Once the hood member 14 is properly in place, the user can then pull on the drawstring 24 to tighten the hood member 14 and tie the drawstring 24 to hold the hood member 14 in the proper orientation on the user's head. Once the hood member 14 is so oriented, the user can go about working with or around infected persons without substantial visual or auditory obstruction that would cause the user to be unable to perform their functions. Additionally, the user's breathing will not be obstructed and the user will be protected from contamination. The respiratory mask 24 will protect the user from inhaling any contaminants, while the hood member 14 will protect the user from having contaminated objects, such as the user's hands, come into contact with the user's face. Thus, the respiratory hood system 10 allows those who work in close proximity to infectious diseases to avoid contracting such diseases. The respiratory hood system 10 can also be used in public places such as schools, businesses, grocery and department stores, movie theaters, and other public places such as on public transportation. If worn in such public places during epidemics and especially pandemics (e.g., influenza, avian flu, pneumonia, and others), the respiratory mask system 10 can protect the user from coming into contact with contaminants or disease-causing agents.
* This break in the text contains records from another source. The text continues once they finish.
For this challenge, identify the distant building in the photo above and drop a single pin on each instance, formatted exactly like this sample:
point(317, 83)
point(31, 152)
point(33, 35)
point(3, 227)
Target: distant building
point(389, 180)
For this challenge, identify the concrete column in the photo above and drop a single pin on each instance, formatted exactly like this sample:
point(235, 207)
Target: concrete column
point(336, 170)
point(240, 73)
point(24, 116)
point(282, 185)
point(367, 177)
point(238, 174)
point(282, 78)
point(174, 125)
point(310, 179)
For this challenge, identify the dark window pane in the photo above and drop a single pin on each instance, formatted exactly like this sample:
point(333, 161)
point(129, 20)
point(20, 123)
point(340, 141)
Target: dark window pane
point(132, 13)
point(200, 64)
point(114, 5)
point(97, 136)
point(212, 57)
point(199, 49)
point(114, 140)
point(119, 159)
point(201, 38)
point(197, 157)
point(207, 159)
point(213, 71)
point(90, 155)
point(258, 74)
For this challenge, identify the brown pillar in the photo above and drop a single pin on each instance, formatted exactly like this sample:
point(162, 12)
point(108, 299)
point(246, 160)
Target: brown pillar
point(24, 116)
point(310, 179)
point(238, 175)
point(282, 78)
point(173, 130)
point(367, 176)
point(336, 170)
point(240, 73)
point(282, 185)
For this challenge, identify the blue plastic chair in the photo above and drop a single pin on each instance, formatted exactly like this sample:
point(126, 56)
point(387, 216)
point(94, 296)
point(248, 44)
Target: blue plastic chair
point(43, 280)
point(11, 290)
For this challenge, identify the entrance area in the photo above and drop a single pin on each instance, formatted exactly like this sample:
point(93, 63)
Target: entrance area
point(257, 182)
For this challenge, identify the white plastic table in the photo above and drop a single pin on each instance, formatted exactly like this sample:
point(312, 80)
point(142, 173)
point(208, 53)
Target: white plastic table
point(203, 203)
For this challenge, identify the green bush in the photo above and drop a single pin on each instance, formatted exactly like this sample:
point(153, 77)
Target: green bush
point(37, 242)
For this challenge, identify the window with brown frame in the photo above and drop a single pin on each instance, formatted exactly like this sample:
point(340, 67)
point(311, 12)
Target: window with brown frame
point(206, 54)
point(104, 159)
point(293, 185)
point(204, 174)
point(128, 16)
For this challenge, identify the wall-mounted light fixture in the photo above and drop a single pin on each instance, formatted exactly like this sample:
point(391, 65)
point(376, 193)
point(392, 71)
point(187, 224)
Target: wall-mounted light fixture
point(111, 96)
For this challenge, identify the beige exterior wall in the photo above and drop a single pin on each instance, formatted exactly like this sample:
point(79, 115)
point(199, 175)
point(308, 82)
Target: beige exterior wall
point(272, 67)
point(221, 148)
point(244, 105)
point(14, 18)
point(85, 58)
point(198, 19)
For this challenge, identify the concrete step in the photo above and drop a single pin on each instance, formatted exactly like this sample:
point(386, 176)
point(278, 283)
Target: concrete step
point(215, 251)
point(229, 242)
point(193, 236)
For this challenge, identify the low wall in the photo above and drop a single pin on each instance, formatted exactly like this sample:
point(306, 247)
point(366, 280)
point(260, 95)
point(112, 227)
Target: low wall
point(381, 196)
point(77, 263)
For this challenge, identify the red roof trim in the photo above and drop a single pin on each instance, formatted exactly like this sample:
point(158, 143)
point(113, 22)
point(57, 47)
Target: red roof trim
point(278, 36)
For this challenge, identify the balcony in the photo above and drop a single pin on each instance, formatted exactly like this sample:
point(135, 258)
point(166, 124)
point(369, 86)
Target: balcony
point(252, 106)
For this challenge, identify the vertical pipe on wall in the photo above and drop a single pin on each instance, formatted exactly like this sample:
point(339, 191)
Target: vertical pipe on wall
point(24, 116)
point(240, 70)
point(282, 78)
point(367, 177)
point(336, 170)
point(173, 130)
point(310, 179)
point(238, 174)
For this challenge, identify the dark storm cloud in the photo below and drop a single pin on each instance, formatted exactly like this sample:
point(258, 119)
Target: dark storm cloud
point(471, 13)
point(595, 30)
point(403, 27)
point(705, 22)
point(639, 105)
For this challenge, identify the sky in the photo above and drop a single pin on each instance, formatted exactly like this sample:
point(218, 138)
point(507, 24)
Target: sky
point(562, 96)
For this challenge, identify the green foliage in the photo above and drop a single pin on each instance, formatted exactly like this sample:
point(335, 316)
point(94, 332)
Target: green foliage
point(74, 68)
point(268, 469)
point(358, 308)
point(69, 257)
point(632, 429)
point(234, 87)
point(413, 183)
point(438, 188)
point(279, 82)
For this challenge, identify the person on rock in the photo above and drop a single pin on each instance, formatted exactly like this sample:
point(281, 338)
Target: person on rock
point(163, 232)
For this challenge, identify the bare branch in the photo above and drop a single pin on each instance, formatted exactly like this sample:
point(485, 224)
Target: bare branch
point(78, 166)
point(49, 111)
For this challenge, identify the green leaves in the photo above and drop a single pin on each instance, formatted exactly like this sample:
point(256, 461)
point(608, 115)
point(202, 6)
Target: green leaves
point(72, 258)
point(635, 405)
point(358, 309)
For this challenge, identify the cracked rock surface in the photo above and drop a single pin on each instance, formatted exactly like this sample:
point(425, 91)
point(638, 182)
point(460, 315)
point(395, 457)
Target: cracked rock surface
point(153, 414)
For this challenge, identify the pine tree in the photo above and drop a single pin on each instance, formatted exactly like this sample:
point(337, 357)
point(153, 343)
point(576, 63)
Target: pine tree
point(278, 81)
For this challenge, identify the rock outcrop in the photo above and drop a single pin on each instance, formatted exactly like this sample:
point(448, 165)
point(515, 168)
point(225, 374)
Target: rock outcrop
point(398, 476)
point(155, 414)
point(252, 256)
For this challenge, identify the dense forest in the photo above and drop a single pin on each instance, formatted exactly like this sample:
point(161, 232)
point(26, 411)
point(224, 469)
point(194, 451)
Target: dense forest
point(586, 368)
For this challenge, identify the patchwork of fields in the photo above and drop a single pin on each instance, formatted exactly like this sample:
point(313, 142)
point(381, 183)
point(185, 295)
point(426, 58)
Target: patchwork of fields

The respiratory hood system 10 may be worn during the entire period of time in which the user may be exposed to disease causing agents. The system can be disposed of after use or can be used multiple times and then washed or sanitized. Users may wash their hands after removing the system 10 from their heads to prevent contaminants on the mask 12 and hood member 14 from infecting them, and to prevent users from touching their faces or other portions of their bodies with contaminated hands.

The invention has been described with reference to the desirable embodiments. Obvious modifications and alterations will occur to others upon reading and understanding the preceding detailed description. It is intended that the invention be construed as including all such modifications and alterations insofar as they come within the scope of the appended claims or the equivalents thereof.